Liberty Matters

Dropping Postrevolutionary Categories

     
On radicalism, I'm happy to compromise with Hank and would settle for a moratorium. Ten years? I'd even go as low as five, if we could only get Jonathan Israel on board...
More seriously, Hank's thoughtful response highlights one of the issues I was trying to get at, namely, how difficult it is for us to think about old-regime politics without framing our arguments in terms of a Left/Right opposition. To be sure, this opposition was not born ex nihilo in 1789, and one could trace genealogies of liberal, "progressive" thought (loosely speaking, the Left) and of traditional, "conservative" thought (loosely speaking, the Right). But I would reiterate that doing so flattens and can even distort pre-revolutionary political ideas. When we sigh in disappointment at Diderot's apparent lack of nerve at the end of "Autorité politique," we are judging him by a different framework than his own. Diderot simply did not think it was a good idea to empower the people with revolutionary agency. He made this argument explicitly in the Supplément au voyage de Bougainville, which remained unpublished during his lifetime and thus did not need to pass a censor's review:
We must speak out against senseless laws until they're reformed and, in the meanwhile, abide by them. Anyone who on the strength of his own personal authority violates a bad law theby authorises everyone else to violate the good. Less harm is suffered in being mad among madmen than in being wise on one's own.[87]
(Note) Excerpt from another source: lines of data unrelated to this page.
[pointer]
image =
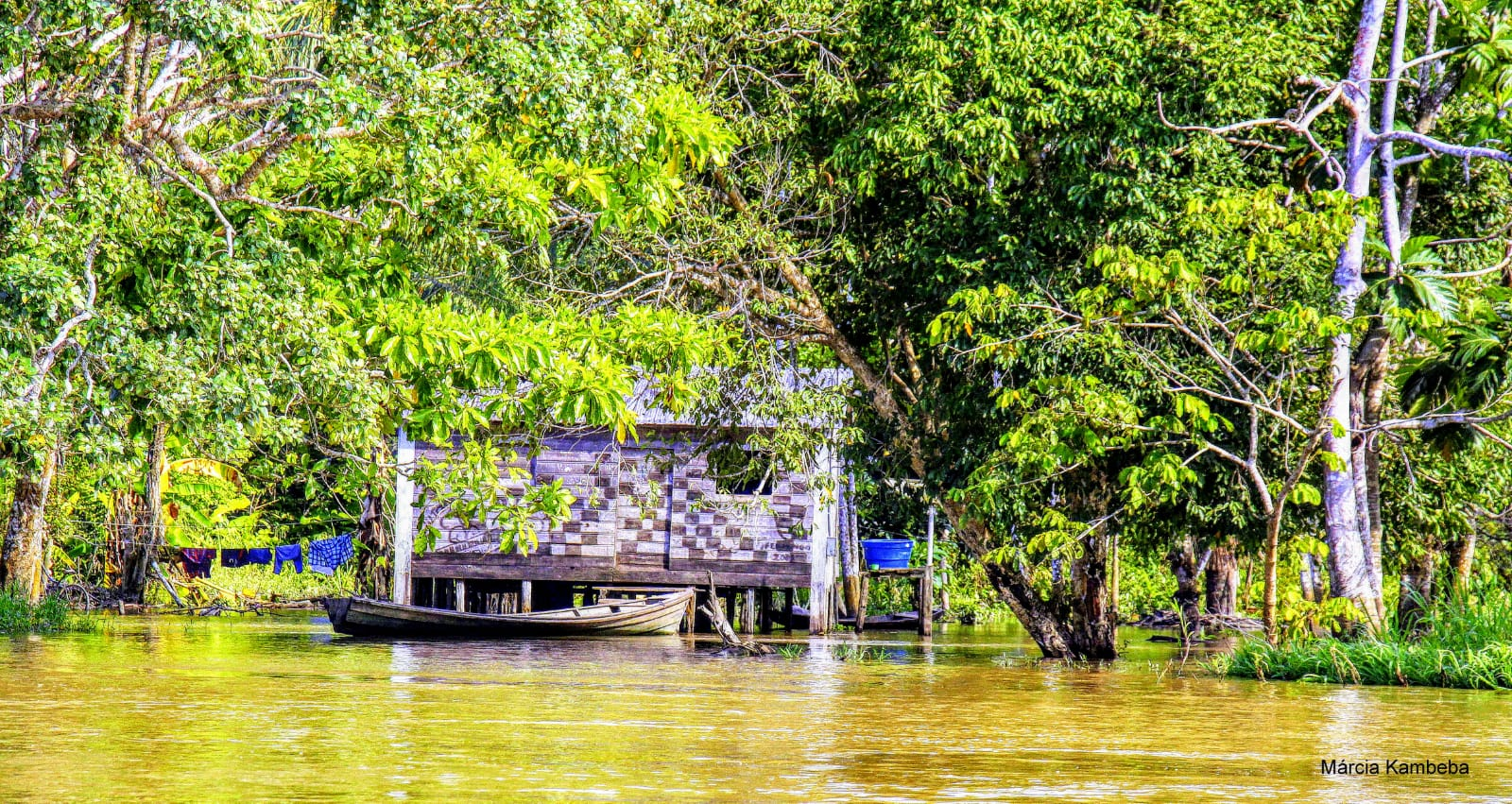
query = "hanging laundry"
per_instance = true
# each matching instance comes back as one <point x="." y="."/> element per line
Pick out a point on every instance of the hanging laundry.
<point x="284" y="554"/>
<point x="197" y="561"/>
<point x="327" y="555"/>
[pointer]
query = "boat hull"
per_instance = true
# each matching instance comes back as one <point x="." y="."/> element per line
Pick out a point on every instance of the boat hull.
<point x="652" y="615"/>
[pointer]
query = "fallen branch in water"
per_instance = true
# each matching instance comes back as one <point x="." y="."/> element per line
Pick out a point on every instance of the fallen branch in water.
<point x="722" y="626"/>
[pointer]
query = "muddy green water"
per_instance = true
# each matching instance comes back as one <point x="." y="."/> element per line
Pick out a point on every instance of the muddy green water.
<point x="277" y="710"/>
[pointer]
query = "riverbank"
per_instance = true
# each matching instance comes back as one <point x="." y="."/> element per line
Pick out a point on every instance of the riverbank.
<point x="49" y="615"/>
<point x="277" y="710"/>
<point x="1464" y="644"/>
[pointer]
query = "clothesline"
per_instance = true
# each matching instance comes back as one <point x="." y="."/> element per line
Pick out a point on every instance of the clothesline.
<point x="325" y="556"/>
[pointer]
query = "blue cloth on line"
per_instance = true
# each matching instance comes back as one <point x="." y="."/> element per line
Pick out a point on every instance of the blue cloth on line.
<point x="197" y="561"/>
<point x="284" y="554"/>
<point x="327" y="555"/>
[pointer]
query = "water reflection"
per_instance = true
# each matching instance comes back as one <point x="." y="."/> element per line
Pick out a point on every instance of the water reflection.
<point x="274" y="710"/>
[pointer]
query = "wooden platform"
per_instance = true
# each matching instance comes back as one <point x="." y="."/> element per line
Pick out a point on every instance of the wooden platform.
<point x="922" y="594"/>
<point x="604" y="572"/>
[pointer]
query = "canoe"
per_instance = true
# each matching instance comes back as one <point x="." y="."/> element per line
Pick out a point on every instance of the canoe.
<point x="368" y="617"/>
<point x="881" y="622"/>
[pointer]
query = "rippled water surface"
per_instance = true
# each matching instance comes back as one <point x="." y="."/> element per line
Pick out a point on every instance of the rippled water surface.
<point x="277" y="710"/>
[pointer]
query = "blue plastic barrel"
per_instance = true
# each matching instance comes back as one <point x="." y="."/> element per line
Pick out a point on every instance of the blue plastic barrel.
<point x="888" y="554"/>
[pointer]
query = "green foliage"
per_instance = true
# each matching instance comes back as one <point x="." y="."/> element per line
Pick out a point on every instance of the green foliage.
<point x="1145" y="584"/>
<point x="1467" y="644"/>
<point x="50" y="614"/>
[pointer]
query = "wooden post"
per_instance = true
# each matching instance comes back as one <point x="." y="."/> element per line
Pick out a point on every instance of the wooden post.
<point x="924" y="599"/>
<point x="850" y="555"/>
<point x="764" y="615"/>
<point x="823" y="547"/>
<point x="748" y="611"/>
<point x="866" y="597"/>
<point x="924" y="592"/>
<point x="403" y="517"/>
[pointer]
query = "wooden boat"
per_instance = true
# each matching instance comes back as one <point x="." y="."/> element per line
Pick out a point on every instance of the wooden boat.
<point x="647" y="615"/>
<point x="882" y="622"/>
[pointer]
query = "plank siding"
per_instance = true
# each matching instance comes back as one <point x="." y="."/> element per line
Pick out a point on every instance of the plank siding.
<point x="644" y="511"/>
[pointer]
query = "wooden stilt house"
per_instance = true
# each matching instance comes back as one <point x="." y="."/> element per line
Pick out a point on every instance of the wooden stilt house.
<point x="649" y="513"/>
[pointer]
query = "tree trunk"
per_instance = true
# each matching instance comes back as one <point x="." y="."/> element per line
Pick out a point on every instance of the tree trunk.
<point x="23" y="558"/>
<point x="1189" y="594"/>
<point x="1463" y="559"/>
<point x="143" y="523"/>
<point x="1272" y="554"/>
<point x="372" y="572"/>
<point x="1349" y="555"/>
<point x="1418" y="589"/>
<point x="1312" y="579"/>
<point x="1370" y="381"/>
<point x="1222" y="582"/>
<point x="1093" y="614"/>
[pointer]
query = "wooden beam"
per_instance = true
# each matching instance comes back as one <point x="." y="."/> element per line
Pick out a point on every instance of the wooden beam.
<point x="748" y="611"/>
<point x="866" y="599"/>
<point x="403" y="517"/>
<point x="764" y="604"/>
<point x="602" y="573"/>
<point x="821" y="546"/>
<point x="924" y="599"/>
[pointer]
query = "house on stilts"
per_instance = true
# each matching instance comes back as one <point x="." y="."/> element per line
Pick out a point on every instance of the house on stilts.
<point x="649" y="513"/>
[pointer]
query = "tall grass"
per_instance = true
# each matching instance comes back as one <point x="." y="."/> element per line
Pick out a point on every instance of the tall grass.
<point x="50" y="614"/>
<point x="1463" y="642"/>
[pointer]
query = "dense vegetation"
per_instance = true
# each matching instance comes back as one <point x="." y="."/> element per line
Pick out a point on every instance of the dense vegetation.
<point x="1456" y="642"/>
<point x="1194" y="297"/>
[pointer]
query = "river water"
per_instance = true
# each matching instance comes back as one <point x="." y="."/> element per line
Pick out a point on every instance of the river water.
<point x="277" y="710"/>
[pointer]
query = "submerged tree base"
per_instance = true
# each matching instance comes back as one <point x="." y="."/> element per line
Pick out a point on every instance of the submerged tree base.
<point x="1463" y="644"/>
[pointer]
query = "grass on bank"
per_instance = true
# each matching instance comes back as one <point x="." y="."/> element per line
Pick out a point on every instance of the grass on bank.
<point x="1461" y="642"/>
<point x="49" y="615"/>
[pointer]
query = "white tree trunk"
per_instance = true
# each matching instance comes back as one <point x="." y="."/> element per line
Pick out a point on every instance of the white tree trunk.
<point x="1348" y="536"/>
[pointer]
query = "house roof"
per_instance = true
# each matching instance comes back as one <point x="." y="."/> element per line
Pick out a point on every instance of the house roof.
<point x="740" y="395"/>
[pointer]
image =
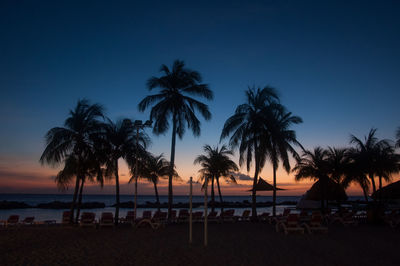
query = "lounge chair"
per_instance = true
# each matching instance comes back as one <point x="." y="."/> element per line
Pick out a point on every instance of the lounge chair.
<point x="66" y="218"/>
<point x="197" y="216"/>
<point x="291" y="225"/>
<point x="315" y="225"/>
<point x="280" y="218"/>
<point x="212" y="217"/>
<point x="173" y="216"/>
<point x="107" y="219"/>
<point x="146" y="220"/>
<point x="183" y="216"/>
<point x="228" y="216"/>
<point x="28" y="220"/>
<point x="12" y="220"/>
<point x="264" y="217"/>
<point x="88" y="219"/>
<point x="160" y="217"/>
<point x="346" y="219"/>
<point x="245" y="216"/>
<point x="129" y="218"/>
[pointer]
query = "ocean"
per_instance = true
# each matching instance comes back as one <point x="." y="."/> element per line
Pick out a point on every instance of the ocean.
<point x="109" y="200"/>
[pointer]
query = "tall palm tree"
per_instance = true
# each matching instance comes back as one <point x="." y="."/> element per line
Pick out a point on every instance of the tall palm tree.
<point x="120" y="142"/>
<point x="74" y="139"/>
<point x="282" y="139"/>
<point x="152" y="169"/>
<point x="387" y="164"/>
<point x="366" y="153"/>
<point x="338" y="161"/>
<point x="174" y="103"/>
<point x="314" y="165"/>
<point x="398" y="137"/>
<point x="216" y="163"/>
<point x="91" y="169"/>
<point x="247" y="128"/>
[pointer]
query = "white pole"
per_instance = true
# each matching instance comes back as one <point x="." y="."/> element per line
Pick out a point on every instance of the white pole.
<point x="205" y="213"/>
<point x="190" y="211"/>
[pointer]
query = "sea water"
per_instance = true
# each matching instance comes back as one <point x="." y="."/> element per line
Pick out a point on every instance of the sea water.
<point x="109" y="200"/>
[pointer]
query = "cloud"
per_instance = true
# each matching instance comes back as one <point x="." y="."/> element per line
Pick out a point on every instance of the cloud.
<point x="242" y="177"/>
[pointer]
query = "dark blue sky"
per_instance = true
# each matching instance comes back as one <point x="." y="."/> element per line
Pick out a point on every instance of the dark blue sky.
<point x="335" y="63"/>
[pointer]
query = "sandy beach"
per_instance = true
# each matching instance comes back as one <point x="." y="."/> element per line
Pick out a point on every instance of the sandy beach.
<point x="229" y="244"/>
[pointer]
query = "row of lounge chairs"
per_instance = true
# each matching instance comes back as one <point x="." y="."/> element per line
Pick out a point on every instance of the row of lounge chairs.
<point x="296" y="223"/>
<point x="13" y="220"/>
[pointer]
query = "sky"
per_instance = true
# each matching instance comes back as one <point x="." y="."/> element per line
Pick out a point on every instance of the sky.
<point x="336" y="64"/>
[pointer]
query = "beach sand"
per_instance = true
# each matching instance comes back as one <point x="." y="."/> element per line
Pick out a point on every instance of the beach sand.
<point x="229" y="244"/>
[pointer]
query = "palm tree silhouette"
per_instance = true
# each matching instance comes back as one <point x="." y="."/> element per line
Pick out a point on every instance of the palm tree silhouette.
<point x="74" y="139"/>
<point x="282" y="138"/>
<point x="398" y="137"/>
<point x="119" y="142"/>
<point x="216" y="163"/>
<point x="152" y="168"/>
<point x="247" y="128"/>
<point x="367" y="152"/>
<point x="314" y="165"/>
<point x="173" y="103"/>
<point x="91" y="170"/>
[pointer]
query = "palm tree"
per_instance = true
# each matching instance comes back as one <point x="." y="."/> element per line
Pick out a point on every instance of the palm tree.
<point x="282" y="138"/>
<point x="314" y="165"/>
<point x="152" y="169"/>
<point x="247" y="128"/>
<point x="120" y="142"/>
<point x="91" y="169"/>
<point x="367" y="152"/>
<point x="173" y="102"/>
<point x="398" y="137"/>
<point x="338" y="161"/>
<point x="216" y="163"/>
<point x="387" y="164"/>
<point x="74" y="139"/>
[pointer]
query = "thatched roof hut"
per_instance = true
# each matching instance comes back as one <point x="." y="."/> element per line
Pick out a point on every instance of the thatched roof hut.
<point x="334" y="191"/>
<point x="391" y="191"/>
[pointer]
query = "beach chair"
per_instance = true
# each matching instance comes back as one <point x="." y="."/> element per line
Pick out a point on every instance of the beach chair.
<point x="147" y="220"/>
<point x="197" y="216"/>
<point x="228" y="216"/>
<point x="173" y="216"/>
<point x="183" y="216"/>
<point x="346" y="219"/>
<point x="244" y="217"/>
<point x="129" y="218"/>
<point x="212" y="217"/>
<point x="28" y="220"/>
<point x="160" y="217"/>
<point x="264" y="217"/>
<point x="88" y="219"/>
<point x="106" y="220"/>
<point x="281" y="218"/>
<point x="291" y="225"/>
<point x="392" y="218"/>
<point x="315" y="225"/>
<point x="66" y="218"/>
<point x="12" y="220"/>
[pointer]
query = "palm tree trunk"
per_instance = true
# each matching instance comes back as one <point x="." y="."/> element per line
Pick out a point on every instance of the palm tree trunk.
<point x="157" y="197"/>
<point x="371" y="176"/>
<point x="274" y="191"/>
<point x="380" y="188"/>
<point x="212" y="194"/>
<point x="71" y="215"/>
<point x="171" y="170"/>
<point x="116" y="193"/>
<point x="220" y="196"/>
<point x="78" y="208"/>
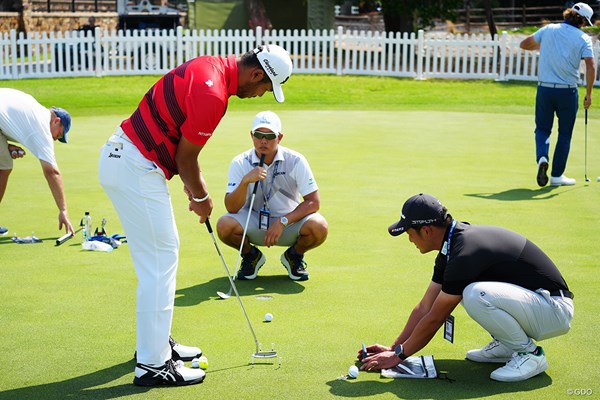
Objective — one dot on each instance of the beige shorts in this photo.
(6, 161)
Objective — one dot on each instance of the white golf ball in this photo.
(203, 362)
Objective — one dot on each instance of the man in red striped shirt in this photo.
(163, 138)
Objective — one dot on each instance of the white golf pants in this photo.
(514, 315)
(139, 193)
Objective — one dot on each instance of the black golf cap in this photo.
(421, 209)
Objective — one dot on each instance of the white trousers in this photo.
(139, 193)
(514, 315)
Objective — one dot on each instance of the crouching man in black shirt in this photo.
(505, 282)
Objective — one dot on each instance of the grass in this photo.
(67, 319)
(120, 95)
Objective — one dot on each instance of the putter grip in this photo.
(262, 162)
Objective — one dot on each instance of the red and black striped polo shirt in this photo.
(188, 101)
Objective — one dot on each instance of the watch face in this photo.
(398, 350)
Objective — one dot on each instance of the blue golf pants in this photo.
(563, 102)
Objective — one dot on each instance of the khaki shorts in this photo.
(256, 236)
(6, 161)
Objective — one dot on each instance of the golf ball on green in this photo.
(203, 362)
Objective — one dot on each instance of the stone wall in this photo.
(9, 20)
(66, 21)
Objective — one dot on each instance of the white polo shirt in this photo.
(23, 120)
(562, 47)
(288, 177)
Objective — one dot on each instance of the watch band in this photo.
(197, 200)
(399, 351)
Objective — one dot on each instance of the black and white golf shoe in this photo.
(181, 352)
(184, 353)
(171, 373)
(251, 263)
(295, 265)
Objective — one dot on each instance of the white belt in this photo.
(557, 85)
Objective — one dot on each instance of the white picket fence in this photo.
(419, 56)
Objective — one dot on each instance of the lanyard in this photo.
(446, 247)
(267, 196)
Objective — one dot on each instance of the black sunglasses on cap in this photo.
(264, 135)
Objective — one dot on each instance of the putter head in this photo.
(265, 354)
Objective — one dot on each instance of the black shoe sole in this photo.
(542, 177)
(159, 382)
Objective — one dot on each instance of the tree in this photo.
(412, 15)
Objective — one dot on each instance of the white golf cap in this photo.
(277, 63)
(584, 10)
(267, 119)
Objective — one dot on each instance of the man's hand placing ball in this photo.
(379, 357)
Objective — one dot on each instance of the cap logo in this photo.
(269, 67)
(423, 221)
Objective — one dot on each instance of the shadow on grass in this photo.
(471, 380)
(90, 386)
(519, 194)
(8, 240)
(261, 286)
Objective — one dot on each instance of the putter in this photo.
(258, 353)
(227, 295)
(585, 161)
(66, 237)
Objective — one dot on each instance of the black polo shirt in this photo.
(480, 253)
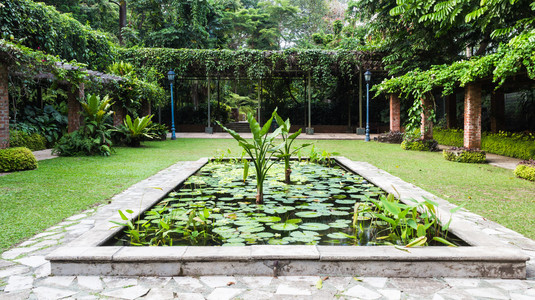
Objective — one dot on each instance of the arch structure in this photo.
(312, 66)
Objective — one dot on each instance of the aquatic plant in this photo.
(286, 152)
(260, 151)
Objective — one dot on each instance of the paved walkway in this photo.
(25, 274)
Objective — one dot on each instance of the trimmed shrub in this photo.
(419, 145)
(526, 170)
(392, 137)
(465, 155)
(449, 137)
(32, 141)
(17, 159)
(519, 145)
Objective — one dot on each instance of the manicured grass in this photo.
(31, 201)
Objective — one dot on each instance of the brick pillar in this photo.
(451, 111)
(395, 113)
(145, 108)
(426, 128)
(73, 104)
(497, 111)
(4, 107)
(119, 113)
(472, 116)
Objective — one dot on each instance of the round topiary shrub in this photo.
(392, 137)
(526, 169)
(419, 145)
(466, 155)
(17, 159)
(32, 141)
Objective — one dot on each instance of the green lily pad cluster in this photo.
(216, 207)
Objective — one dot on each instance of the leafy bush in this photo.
(48, 122)
(17, 159)
(393, 137)
(449, 137)
(133, 132)
(32, 141)
(465, 155)
(412, 141)
(526, 170)
(94, 137)
(519, 145)
(159, 131)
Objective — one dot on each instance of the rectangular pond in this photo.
(249, 254)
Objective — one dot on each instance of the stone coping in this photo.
(486, 257)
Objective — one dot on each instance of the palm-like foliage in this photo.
(286, 151)
(96, 109)
(137, 129)
(261, 150)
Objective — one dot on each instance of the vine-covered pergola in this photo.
(314, 67)
(19, 61)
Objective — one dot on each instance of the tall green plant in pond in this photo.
(286, 151)
(261, 150)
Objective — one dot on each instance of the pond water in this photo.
(217, 207)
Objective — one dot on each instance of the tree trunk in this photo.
(122, 19)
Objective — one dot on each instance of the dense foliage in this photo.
(464, 155)
(33, 141)
(503, 143)
(17, 159)
(526, 169)
(41, 27)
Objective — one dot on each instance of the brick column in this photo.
(472, 116)
(426, 128)
(497, 111)
(451, 111)
(145, 108)
(395, 113)
(73, 105)
(119, 113)
(4, 107)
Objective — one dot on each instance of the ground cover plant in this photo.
(325, 206)
(32, 201)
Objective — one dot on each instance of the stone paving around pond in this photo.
(25, 274)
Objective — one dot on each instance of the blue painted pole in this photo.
(367, 139)
(173, 136)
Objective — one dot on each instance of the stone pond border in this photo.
(487, 256)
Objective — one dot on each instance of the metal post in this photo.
(309, 129)
(367, 139)
(173, 136)
(259, 100)
(209, 128)
(360, 98)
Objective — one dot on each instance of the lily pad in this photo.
(308, 214)
(314, 226)
(284, 226)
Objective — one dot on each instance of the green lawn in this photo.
(31, 201)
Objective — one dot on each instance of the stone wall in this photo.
(472, 116)
(395, 113)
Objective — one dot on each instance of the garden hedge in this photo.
(17, 159)
(503, 143)
(32, 141)
(526, 170)
(465, 155)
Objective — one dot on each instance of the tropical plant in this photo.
(286, 151)
(133, 132)
(260, 151)
(94, 136)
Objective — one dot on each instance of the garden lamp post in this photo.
(368, 78)
(171, 78)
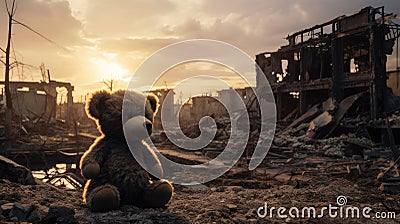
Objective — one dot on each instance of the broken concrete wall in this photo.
(33, 105)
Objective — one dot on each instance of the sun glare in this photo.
(108, 70)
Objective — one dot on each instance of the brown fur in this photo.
(118, 167)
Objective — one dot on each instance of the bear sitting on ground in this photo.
(114, 176)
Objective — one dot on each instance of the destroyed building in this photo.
(35, 100)
(340, 62)
(338, 58)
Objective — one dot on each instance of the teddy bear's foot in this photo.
(103, 198)
(91, 170)
(157, 194)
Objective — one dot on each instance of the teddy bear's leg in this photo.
(157, 194)
(102, 198)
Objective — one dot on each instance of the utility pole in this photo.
(9, 109)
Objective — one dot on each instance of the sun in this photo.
(114, 71)
(107, 70)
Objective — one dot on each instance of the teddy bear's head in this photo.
(106, 109)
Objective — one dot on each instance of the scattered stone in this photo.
(60, 214)
(14, 172)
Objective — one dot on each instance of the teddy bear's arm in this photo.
(91, 160)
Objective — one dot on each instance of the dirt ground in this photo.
(298, 173)
(229, 199)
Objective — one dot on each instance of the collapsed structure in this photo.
(341, 61)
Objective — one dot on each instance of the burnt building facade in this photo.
(336, 59)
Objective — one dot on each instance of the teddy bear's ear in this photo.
(153, 100)
(96, 103)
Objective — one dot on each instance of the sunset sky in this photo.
(99, 39)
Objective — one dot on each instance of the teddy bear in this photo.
(114, 176)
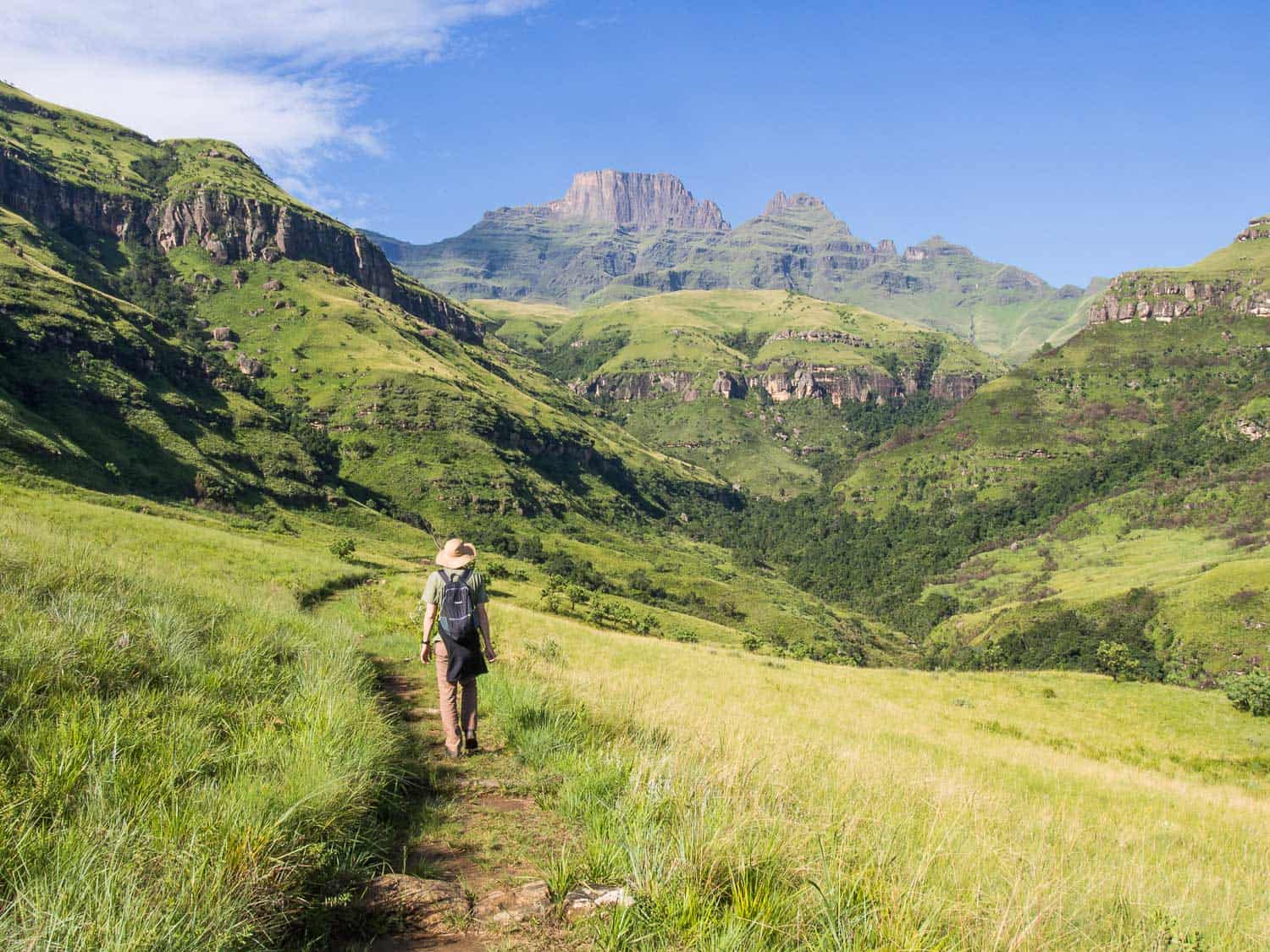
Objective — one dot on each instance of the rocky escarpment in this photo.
(53, 202)
(230, 228)
(781, 383)
(1151, 296)
(1257, 228)
(635, 200)
(803, 381)
(1147, 297)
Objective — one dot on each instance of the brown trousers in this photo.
(447, 697)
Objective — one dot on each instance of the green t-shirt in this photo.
(436, 586)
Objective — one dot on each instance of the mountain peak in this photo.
(781, 202)
(637, 200)
(935, 246)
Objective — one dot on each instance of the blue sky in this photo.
(1068, 139)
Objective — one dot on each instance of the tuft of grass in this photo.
(179, 771)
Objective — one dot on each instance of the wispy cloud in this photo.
(276, 76)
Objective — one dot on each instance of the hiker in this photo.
(456, 593)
One might be tempted to view this statement as a kind of proto-Burkean conservatism, but that would be an anachronistic and oversimplified reading of Diderot's position. Despite superficial resemblances, his argument here is neither conservative, nor progressive, in any post-1789 sense. It draws instead from a kind of historical prudence, and a memory of the French wars of religion. It was after all these wars (and Henri IV's actions) that provide the context for Diderot's final argument, in "Political Authority," that by "resisting … men have never corrected princes or abolished taxes…. [T]hey have merely added a new measure of misery to the misfortunes they were already lamenting."[88] From a quasi-utilitarian perspective, Diderot rejects resistance as ineffective and ultimately counterproductive.
By urging us to set aside our postrevolutionary categories, I do not mean to press for relativism. We should not limit ourselves to judging the past by its own standards. But with respect to political thought, our own standards can seem rather narrow. We may have a more limited political imagination today than before the French Revolution. We have difficulty conceiving of politics that mixes views that we would now identify as Left or Right. My suggestion to ban radicalism as an analytical category was meant to go in this sense — if we hope to gain a fuller understanding of old-regime political thought, a good place to start is by dropping postrevolutionary categories.
Endnotes
[87.] "Supplément au voyage de Bougainville," in Diderot, Political Writings, ed. and trans. John Hope Mason and Robert Wolker (Cambridge: Cambridge University Press, 1992), 74.
[88.] Diderot, "Political Authority," in Encyclopedic Liberty: Political Articles in the Dictionary of Diderot and d'Alembert, ed. and trans. Henry C. Clark and Christine Dunn Henderson (Indianapolis, IN: Liberty Fund, 2016), 20.